Ma deuxième réflexion découle directement de la première : devant un problème scientifique, il est difficile de concevoir une expérimentation sans hypothèses. Tout au plus, elles n'apparaissent pas toujours nettement car elles sont parfois implicites ou parce qu'on a du mal à les formuler. Le "tâtonnement expérimental" des jeunes enfants illustre cela. Il est toujours régulé par des hypothèses implicites qu'ils sont incapables de formuler. Demandez par exemple à des CP d'allumer une ampoule à l'aide d'une pile, et observez-les attentivement. Ils ne formulent pas leur hypothèse, mais ils sont guidés par l'idée qu'il faut un contact unique, entre une zone de la pile et une zone de l'ampoule, pour réussir l'allumage. On peut parler d'hypothèse "en acte" pour reprendre par analogie une formule de G. Vergnaud.

2.
Sur la place de la manipulation... Je ne comprends pas pourquoi, dans une démarche expérimentale, vous mettez la manipulation en début d'apprentissage. Ce n'est peut-être qu'une question d'échelle des temps, mais pour reprendre les références grenobloises, vous trouverez dans le dernier Grand N (n° 65, 1999-2000) un article de Jocelyne Nomblot qui présente un travail mené en CE1 sur le trajet de l'eau dans la plante. Sa séquence comporte 7 séances.
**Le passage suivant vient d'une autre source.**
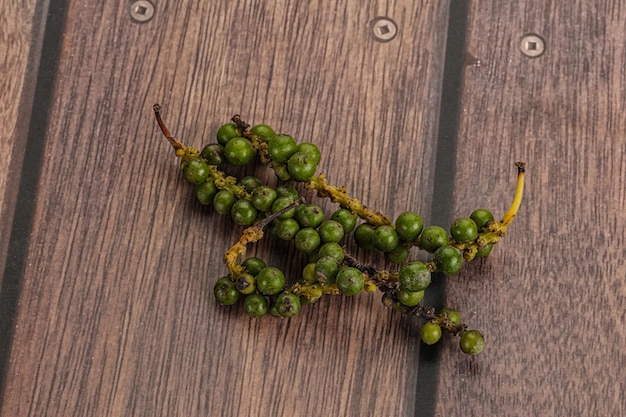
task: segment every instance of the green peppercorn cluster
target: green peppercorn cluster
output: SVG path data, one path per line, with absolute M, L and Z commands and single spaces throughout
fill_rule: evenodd
M 458 311 L 444 308 L 435 312 L 421 306 L 421 301 L 433 273 L 458 273 L 465 262 L 487 256 L 504 236 L 521 202 L 521 163 L 516 198 L 502 222 L 496 222 L 489 210 L 478 209 L 469 217 L 454 220 L 448 230 L 424 227 L 415 212 L 403 212 L 392 222 L 350 197 L 345 188 L 316 175 L 321 152 L 313 143 L 298 143 L 266 124 L 250 127 L 234 116 L 218 129 L 214 143 L 198 151 L 174 138 L 160 117 L 160 107 L 155 105 L 154 110 L 199 203 L 229 215 L 243 228 L 240 240 L 224 254 L 229 272 L 214 286 L 219 303 L 241 302 L 246 314 L 254 318 L 268 313 L 289 318 L 301 310 L 302 303 L 314 303 L 325 294 L 355 296 L 380 290 L 386 306 L 424 319 L 420 330 L 424 343 L 436 343 L 447 331 L 460 335 L 463 352 L 476 354 L 483 349 L 483 336 L 468 330 Z M 229 165 L 241 167 L 256 161 L 273 169 L 278 185 L 263 184 L 255 176 L 238 179 L 225 172 Z M 320 205 L 304 200 L 299 188 L 315 190 L 318 197 L 329 198 L 339 207 L 326 216 Z M 277 266 L 245 256 L 247 245 L 266 233 L 293 242 L 308 259 L 294 282 Z M 395 270 L 361 265 L 342 246 L 348 235 L 359 248 L 379 251 L 388 263 L 396 265 Z M 413 247 L 428 253 L 430 260 L 409 260 Z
La mise en place de l'expérimentation s'est faite en séance 4 et le résultat a été observé en séance 5. Il y a donc davantage de séances avant l'expérimentation qu'après. La lecture du texte illustre parfaitement tout le travail préparatoire qui garantit l'efficacité pédagogique de l'expérience. Toute la difficulté, il me semble, c'est de convaincre les maîtres que l'expérience au sens strict n'est qu'une petite partie d'une démarche expérimentale qui comprend de nombreuses phases avant et après elle. Vous connaissez ces caricatures de démarches scientifiques : les cours de physique qui commencent par : I- Expérience fondamentale... ; ou encore les TP de collège ou lycée dans lesquels les élèves exécutent un protocole dont ils ne connaissent ni les tenants, ni les aboutissants. Comme vous le remarquez vous-même, ils ne sont que des exécutants.
3.
Enfin, sur les rapports entre manipulation et évaluation sommative, il n'y a pas, à ma connaissance, de réflexions dans le premier degré. Il y en a, par contre, dans le second degré, mais il s'agit essentiellement d'évaluer des techniques manipulatoires : l'apprenant sait-il effectuer une distillation, utiliser tel instrument de mesure, etc. Est-il intéressant d'engager cette réflexion à l'école primaire ?
On pourrait évaluer si les élèves savent utiliser tels outils (tournevis, pinces à dénuder,...). On doit pouvoir trouver des exemples de situations où, en les observant manipuler, on évaluerait la maîtrise d'une notion (je pense par exemple à la notion de circuit électrique). Mais tout cela est à creuser, et j'avoue ne pas l'avoir fait moi-même.